Here's the best quote:

[n3290: 3.1/2]: A declaration is a definition unless it declares a function without specifying the function’s body (8.4), it contains the extern specifier (7.1.1) or a linkage-specification25 (7.5) and neither an initializer nor a function-body, [..]

And some other pertinent information:

[n3290: 3.5/2]: A name is said to have linkage when it might denote the same object, reference, function, type, template, namespace or value as a name introduced by a declaration in another scope:

• When a name has external linkage, the entity it denotes can be referred to by names from scopes of other translation units or from other scopes of the same translation unit.
• When a name has internal linkage, the entity it denotes can be referred to by names from other scopes in the same translation unit.
• When a name has no linkage, the entity it denotes cannot be referred to by names from other scopes.

[n3290: 3.5/12]:The name of a function declared in block scope and the name of a variable declared by a block scope extern declaration have linkage. If there is a visible declaration of an entity with linkage having the same name and type, ignoring entities declared outside the innermost enclosing namespace scope, the block scope declaration declares that same entity and receives the linkage of the previous declaration. If there is more than one such matching entity, the program is ill-formed. Otherwise, if no matching entity is found, the block scope entity receives external linkage. [..]

Answer 5

Everyone else has covered this pretty well, but just to show the variants in one place:

int x;                    // #1

is a declaration and definition. The initial value of x is zero.

int x = 3;                // #2

is a declaration and definition.

const int cx;             // #3

is illegal in C++.

const int cx = 3;         // #4

is a declaration and definition, but cx has internal linkage if this is its first declaration in the translation unit.

extern int x;             // #5

is a declaration but NOT a definition. There must be a definition of x somewhere else in the program.

extern int x = 3;         // #6

is a declaration and a definition. The extern is unnecessary, but makes things clear.

extern const int cx;      // #7

is a declaration but NOT a definition. There must be a definition of cx somewhere else in the program.

extern const int cx = 3;  // #8

is a declaration and a definition. The extern is needed unless the previous declaration above was already seen.

Answer 6

The question apparently stems from some misconception.
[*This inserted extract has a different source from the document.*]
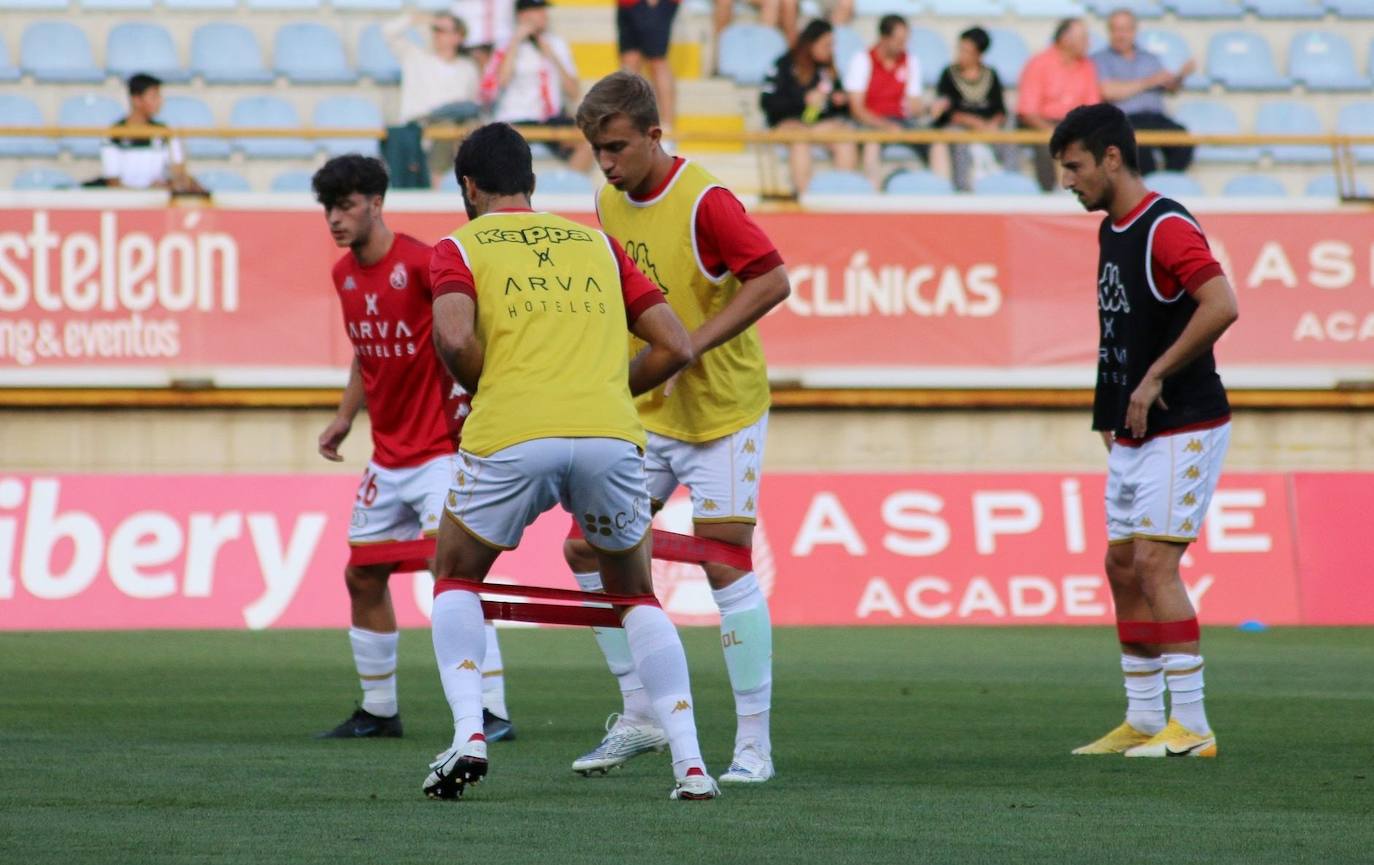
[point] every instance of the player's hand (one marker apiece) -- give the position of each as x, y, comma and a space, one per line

Some people believe that extern keyword always turns a definition into a non-defining declaration. This is simply not true.

The keyword extern simply gives the declared entity external linkage. It can be applied to declarations. It can be applied to definitions (and remember that definitions are declarations as well).

So, saying that one can't define an extern entity is absolutely incorrect. One can. There's no problem with that at all.

The confusion is usually caused by the fact that when you apply extern to a definition like

int x; // no initializer

that definition suddenly turns into a non-defining declaration. This is true, but this is is no more than a one-off quirk of extern keyword that has to be remembered. If you take a definition like

int x = 42;

then applying the extern keyword to it will still preserve it as a definition, i.e. no quirks in this case.